Another approach involves generating “transgenic mice,” where extra copies of a STAT gene, or modified versions, are introduced into the mouse’s DNA. This can be done by injecting the desired DNA directly into the nucleus of a fertilized mouse egg. These genetic modifications help scientists understand the functions of different STAT proteins by observing how their altered expression impacts cellular behavior and overall organismal health. Studying these modified mice provides insights into the complex roles of STAT proteins in various biological systems and their contributions to disease development.
STAT Pathways and Human Health
Dysregulation of STAT pathways contributes to numerous human health conditions, including cancers, autoimmune, and infectious diseases. Aberrant activation of STAT3 is observed in many cancers, such as breast, lung, colon, and pancreatic cancers, as well as glioblastomas and multiple myeloma. This activation can promote tumor cell proliferation, survival, and invasion. STAT5 proteins are implicated in leukemias like chronic myeloid leukemia (CML) and acute myeloid leukemia (AML), with elevated activity linked to cancer cell survival and therapy resistance.
STAT pathways also play roles in autoimmune disorders. Gain-of-function mutations in STAT1 can lead to immune dysregulation and increased susceptibility to autoimmune diseases like lupus, type 1 diabetes, and thyroid disease. This overactivity can cause the immune system to mistakenly attack the body’s own tissues. STAT3 and STAT5 activation are also hallmarks of several autoimmune disorders, including rheumatoid arthritis and systemic lupus erythematosus.

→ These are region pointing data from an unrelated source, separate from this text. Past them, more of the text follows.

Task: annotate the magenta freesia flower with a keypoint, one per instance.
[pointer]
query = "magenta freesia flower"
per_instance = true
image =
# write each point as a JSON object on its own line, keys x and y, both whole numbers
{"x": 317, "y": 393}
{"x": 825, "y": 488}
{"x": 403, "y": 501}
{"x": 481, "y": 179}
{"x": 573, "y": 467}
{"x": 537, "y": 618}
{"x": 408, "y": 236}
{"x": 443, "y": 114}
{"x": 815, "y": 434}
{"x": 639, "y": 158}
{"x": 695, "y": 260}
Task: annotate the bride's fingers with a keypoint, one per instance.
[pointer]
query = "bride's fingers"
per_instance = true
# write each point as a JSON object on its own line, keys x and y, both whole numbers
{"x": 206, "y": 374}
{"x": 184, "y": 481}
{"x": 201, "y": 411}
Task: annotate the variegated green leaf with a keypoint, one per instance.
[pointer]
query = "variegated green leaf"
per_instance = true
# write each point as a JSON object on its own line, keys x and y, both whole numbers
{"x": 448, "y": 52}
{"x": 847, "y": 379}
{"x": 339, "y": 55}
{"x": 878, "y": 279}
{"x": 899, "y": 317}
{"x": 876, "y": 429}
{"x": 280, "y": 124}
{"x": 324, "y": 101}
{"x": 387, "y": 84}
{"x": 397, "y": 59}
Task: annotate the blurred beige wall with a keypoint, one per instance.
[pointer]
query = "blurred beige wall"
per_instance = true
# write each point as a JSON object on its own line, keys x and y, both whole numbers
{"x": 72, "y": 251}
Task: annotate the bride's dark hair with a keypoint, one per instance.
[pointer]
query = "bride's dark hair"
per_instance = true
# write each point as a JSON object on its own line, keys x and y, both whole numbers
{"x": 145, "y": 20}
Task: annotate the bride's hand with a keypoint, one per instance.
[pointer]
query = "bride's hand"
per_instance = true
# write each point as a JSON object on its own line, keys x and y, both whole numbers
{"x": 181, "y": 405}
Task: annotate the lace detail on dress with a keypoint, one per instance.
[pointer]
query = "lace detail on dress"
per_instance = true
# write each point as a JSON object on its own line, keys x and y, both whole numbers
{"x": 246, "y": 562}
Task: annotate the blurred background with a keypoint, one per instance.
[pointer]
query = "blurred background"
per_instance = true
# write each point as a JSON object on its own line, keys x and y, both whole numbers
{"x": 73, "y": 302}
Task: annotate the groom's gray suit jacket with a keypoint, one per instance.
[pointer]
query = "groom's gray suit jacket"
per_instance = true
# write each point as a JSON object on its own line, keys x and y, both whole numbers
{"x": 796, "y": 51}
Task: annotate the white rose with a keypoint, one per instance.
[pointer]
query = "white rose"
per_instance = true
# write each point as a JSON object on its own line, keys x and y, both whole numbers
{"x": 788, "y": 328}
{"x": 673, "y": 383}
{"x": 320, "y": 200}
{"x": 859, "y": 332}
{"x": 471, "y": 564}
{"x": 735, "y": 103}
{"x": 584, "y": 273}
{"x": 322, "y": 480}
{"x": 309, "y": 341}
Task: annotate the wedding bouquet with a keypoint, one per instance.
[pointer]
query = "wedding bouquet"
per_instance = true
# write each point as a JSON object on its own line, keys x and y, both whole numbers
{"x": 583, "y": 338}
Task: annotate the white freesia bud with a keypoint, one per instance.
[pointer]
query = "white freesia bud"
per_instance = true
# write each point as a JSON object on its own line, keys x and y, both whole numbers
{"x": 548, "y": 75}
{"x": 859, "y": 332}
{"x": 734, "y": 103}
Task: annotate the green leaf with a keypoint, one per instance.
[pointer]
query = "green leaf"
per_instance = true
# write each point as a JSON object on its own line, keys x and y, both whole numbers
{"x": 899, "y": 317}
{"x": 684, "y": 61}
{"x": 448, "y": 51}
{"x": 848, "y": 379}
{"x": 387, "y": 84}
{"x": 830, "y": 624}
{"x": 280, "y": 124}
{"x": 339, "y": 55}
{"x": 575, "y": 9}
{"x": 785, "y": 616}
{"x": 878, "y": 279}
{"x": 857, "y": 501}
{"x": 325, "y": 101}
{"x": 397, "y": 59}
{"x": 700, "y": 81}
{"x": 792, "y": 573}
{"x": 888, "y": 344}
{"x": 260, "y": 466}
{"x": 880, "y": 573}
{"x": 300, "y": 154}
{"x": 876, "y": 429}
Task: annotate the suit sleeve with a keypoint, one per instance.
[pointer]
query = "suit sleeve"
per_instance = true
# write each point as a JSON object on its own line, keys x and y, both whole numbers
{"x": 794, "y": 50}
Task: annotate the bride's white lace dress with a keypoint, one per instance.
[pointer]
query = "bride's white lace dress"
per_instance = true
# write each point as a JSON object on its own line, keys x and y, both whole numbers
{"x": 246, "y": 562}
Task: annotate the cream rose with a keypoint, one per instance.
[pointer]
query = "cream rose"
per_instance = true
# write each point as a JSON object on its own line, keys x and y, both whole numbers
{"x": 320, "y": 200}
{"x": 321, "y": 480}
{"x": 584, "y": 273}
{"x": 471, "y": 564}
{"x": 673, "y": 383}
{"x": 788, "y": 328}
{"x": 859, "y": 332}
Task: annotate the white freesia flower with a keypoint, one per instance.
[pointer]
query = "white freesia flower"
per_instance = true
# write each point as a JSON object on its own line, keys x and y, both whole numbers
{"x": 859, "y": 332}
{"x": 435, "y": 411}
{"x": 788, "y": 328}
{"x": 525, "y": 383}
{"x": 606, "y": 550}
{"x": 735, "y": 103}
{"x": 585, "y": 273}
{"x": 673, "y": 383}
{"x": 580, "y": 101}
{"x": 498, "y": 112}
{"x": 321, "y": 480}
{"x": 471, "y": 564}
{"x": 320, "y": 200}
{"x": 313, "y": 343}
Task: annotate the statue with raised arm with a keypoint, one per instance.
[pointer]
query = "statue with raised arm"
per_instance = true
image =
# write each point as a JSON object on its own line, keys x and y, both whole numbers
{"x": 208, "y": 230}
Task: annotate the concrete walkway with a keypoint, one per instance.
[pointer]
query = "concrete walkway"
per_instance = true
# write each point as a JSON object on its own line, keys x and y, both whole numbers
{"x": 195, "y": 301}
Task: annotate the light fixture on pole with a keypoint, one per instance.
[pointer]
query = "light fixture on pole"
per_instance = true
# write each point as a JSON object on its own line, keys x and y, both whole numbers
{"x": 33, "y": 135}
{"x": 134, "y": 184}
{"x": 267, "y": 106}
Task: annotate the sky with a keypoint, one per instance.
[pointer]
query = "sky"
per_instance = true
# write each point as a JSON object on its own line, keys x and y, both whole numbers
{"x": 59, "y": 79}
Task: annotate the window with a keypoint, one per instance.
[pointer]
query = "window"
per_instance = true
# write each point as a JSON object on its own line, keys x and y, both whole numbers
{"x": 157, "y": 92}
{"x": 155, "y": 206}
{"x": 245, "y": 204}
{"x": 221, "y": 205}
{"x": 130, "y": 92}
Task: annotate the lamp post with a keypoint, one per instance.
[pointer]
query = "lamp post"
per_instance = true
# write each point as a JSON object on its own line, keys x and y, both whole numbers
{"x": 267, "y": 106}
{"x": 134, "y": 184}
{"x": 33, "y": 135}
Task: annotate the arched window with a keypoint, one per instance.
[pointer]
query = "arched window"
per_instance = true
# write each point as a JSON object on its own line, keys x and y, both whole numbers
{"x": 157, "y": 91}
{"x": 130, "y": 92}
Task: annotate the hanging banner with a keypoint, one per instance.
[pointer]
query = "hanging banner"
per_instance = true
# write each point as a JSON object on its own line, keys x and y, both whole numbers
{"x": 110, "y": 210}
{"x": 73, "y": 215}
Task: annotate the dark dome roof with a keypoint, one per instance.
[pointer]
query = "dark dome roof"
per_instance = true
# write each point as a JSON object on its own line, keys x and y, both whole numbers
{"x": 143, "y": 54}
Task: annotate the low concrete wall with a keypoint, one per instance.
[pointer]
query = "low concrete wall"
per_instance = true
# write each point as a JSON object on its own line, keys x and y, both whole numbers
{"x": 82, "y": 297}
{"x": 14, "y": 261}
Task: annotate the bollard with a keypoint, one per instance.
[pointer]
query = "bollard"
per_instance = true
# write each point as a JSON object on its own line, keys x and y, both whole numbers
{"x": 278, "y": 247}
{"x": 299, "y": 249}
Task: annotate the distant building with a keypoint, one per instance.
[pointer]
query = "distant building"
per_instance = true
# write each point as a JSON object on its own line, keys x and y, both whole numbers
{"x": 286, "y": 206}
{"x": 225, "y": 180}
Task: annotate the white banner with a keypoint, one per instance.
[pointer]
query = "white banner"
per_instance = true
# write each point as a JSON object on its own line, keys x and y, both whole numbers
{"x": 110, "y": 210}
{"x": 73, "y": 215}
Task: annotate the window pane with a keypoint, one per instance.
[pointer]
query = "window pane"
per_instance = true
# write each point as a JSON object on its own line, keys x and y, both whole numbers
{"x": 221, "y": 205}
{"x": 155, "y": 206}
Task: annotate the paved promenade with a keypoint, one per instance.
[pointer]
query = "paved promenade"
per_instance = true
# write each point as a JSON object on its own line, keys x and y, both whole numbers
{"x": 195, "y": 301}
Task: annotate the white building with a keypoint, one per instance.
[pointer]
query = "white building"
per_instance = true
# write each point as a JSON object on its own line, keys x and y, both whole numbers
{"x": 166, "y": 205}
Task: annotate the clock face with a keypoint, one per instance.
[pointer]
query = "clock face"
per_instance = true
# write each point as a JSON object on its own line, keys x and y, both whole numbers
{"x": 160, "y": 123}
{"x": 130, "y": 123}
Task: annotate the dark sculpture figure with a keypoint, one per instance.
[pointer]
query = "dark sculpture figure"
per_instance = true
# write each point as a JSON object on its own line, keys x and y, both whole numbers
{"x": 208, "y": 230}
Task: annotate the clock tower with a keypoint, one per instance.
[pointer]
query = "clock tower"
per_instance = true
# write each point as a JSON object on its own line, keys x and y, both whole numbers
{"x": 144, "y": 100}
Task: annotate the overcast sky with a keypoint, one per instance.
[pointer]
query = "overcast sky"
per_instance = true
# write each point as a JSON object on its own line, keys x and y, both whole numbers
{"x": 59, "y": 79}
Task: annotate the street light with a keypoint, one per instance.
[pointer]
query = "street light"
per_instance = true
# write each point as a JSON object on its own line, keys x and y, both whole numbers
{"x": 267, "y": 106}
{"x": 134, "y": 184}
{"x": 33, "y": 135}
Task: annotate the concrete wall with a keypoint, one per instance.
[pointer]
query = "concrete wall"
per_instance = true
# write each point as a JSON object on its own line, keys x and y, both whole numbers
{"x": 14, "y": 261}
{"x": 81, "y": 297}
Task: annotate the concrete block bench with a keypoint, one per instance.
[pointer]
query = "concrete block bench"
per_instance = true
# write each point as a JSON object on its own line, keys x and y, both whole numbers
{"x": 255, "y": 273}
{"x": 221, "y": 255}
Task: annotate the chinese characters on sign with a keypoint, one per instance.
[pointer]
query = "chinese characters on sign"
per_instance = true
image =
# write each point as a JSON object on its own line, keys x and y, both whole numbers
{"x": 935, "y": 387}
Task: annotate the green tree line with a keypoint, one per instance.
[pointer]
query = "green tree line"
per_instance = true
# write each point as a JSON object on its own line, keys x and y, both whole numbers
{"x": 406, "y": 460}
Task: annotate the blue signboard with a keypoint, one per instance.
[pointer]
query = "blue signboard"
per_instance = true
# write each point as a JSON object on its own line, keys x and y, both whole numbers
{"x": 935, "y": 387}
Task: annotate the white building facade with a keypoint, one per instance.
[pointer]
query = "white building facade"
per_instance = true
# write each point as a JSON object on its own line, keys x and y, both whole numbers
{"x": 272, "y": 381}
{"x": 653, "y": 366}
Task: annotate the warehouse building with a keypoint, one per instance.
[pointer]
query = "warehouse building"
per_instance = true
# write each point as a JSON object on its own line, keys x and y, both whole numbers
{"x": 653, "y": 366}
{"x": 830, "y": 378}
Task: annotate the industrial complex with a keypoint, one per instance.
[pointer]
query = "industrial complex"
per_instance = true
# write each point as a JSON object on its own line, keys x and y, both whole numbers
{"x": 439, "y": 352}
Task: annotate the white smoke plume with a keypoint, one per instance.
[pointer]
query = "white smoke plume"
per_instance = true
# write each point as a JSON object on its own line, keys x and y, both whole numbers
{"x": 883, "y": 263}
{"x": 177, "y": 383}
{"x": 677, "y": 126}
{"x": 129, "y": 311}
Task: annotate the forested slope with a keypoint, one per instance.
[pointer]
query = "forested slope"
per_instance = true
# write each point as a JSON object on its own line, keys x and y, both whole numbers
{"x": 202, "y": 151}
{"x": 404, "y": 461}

STAT proteins are central to the body’s response to infectious diseases. The JAK-STAT pathway mediates the innate immune response against viral, bacterial, and fungal infections. Defects in STAT proteins can lead to increased susceptibility to pathogens. For example, STAT1 mutations can increase vulnerability to fungal, viral, and bacterial infections. Research using STAT mouse models has been instrumental in understanding these disease mechanisms and identifying potential therapeutic targets, leading to the development of JAK/STAT inhibitors that modulate STAT activity and show promise in treating certain cancers and inflammatory conditions.